Berbeda dengan metode lari pada umumnya, slow jogging dilakukan dengan tempo yang sangat santai. Kecepatannya bahkan disamakan dengan jalan cepat, berkisar antara 3 hingga 5 kilometer per jam saja.
Meskipun terlihat tidak terlalu melelahkan, banyak pihak mengklaim bahwa slow jogging justru lebih unggul dalam membakar kalori. Selain itu, olahraga ini juga dianggap lebih mudah diakses oleh berbagai kalangan masyarakat.
Pertanyaan mendasar pun muncul: benarkah klaim efektivitas pembakaran kalori dari slow jogging ini? Apakah intensitas yang lebih ringan benar-benar memberikan hasil yang lebih optimal?
Untuk menjawab keraguan tersebut, para ahli memberikan pandangan mereka mengenai manfaat dan efektivitas dari slow jogging. Penjelasan ini diharapkan dapat memberikan gambaran yang lebih jelas bagi masyarakat yang tertarik mencoba.
"Aktivitas ini seakan memberikan 'warna' baru di dunia lari," demikian pernyataan yang menggambarkan popularitas slow jogging saat ini. Ungkapan ini menyoroti bagaimana olahraga ini membawa kesegaran baru.

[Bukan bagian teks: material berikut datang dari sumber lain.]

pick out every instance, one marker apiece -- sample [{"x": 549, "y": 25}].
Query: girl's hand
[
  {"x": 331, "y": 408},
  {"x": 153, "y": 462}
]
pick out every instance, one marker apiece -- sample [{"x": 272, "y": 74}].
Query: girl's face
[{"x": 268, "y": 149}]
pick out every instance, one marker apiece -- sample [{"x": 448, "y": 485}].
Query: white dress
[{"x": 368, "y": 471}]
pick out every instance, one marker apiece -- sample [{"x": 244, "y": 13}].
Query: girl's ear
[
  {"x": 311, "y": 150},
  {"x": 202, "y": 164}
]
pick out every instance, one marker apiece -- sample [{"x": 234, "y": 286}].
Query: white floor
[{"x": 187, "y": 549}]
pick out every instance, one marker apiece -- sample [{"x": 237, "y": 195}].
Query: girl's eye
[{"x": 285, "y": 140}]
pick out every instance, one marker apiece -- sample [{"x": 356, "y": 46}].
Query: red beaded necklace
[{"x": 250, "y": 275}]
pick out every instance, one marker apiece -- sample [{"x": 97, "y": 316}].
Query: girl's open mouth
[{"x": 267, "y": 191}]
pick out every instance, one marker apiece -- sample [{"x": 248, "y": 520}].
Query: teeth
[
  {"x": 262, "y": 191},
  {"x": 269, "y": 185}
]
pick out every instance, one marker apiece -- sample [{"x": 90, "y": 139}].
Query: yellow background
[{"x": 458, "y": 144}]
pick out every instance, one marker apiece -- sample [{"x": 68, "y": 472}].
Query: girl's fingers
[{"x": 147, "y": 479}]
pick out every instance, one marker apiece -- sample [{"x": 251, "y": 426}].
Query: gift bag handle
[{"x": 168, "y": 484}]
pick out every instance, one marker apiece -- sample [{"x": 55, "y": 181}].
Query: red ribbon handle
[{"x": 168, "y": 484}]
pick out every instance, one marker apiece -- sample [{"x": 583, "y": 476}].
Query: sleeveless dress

Fokus utama dari slow jogging adalah menikmati proses berlari tanpa tekanan untuk mencapai kecepatan tinggi. Hal ini membuat latihan menjadi lebih menyenangkan dan berkelanjutan.
"Berbeda dengan lari pada umumnya, olahraga ini dilakukan dengan kecepatan sangat santai, bahkan nyaris setara jalan cepat, yakni sekitar 3 hingga 5 km/jam," jelas sumber yang mengulas karakteristik slow jogging.
Penjelasan ini menggarisbawahi perbedaan mendasar dalam intensitas latihan slow jogging dibandingkan dengan lari konvensional yang seringkali menuntut kecepatan lebih tinggi.